As of today, October NY world sugar #11 (SBV26) is down 0.15 (-1.00%), while August London ICE white sugar #5 (SWQ26) is down 0.10 (-0.02%). This decline follows a recent surge, with London sugar reaching a 9.75-month high and NY sugar hitting a 7-week high. The decrease is attributed to falling crude oil prices, with WTI crude (CLQ26) dropping to a 4.25-month low, potentially increasing sugar production as millers shift from ethanol production.
Key factors influencing sugar prices include concerns over weak monsoon rains in India, which are currently 38% below normal and may yield the weakest monsoon in 11 years, projected to impact the second-largest sugarcane harvest globally. Additionally, Brazil’s sugar production for 2026/27 is projected to decline by 2.0% year-over-year, with 6.838 million metric tons reported, driven by increased ethanol production as millers utilize more cane for ethanol than sugar.

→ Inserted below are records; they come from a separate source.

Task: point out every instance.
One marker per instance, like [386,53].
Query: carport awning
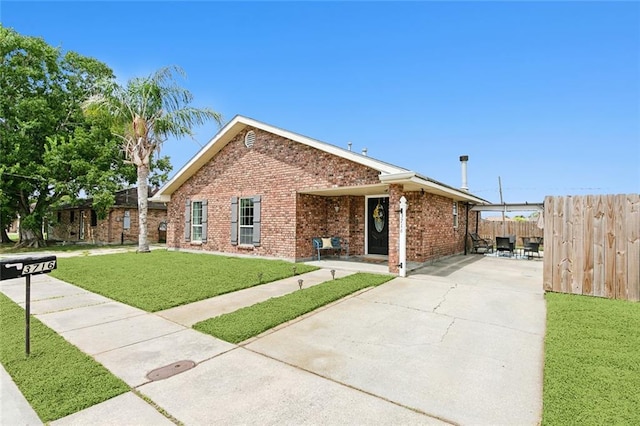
[509,207]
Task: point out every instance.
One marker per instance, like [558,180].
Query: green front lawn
[10,248]
[592,361]
[57,378]
[250,321]
[164,279]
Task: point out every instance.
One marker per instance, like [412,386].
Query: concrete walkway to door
[459,342]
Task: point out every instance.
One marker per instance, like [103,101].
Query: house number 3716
[38,267]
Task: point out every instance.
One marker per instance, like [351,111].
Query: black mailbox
[22,266]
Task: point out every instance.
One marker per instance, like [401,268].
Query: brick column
[395,192]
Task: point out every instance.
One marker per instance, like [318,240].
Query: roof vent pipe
[463,163]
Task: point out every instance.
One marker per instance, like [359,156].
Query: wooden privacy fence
[491,229]
[592,245]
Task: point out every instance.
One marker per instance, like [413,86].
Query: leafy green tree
[48,147]
[144,113]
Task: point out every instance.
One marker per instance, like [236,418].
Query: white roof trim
[236,125]
[416,181]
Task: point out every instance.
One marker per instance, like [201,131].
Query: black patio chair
[504,245]
[531,246]
[480,243]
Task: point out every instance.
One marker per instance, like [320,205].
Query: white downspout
[402,271]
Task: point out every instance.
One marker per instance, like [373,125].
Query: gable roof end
[388,172]
[239,123]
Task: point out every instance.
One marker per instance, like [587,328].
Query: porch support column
[395,192]
[402,264]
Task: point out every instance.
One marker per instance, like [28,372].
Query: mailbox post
[25,267]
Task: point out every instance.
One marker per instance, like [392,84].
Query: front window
[246,221]
[196,221]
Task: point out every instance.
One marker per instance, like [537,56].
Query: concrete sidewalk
[460,342]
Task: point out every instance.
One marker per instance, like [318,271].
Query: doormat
[372,260]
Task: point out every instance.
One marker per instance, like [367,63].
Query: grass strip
[57,378]
[592,361]
[10,248]
[164,279]
[244,323]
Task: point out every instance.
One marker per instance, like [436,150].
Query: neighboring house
[80,223]
[261,190]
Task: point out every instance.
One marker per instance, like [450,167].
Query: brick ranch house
[80,223]
[260,190]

The emergence of a “Super El Niño,” with a 67% probability predicted by NOAA, raises further concerns about potential disruptions in rainfall across major sugar-producing countries such as Brazil, India, and Thailand. This climate pattern threatens to reduce global sugar production, with forecasts suggesting a potential deficit of 262,000 metric tons for the 2026/27 season.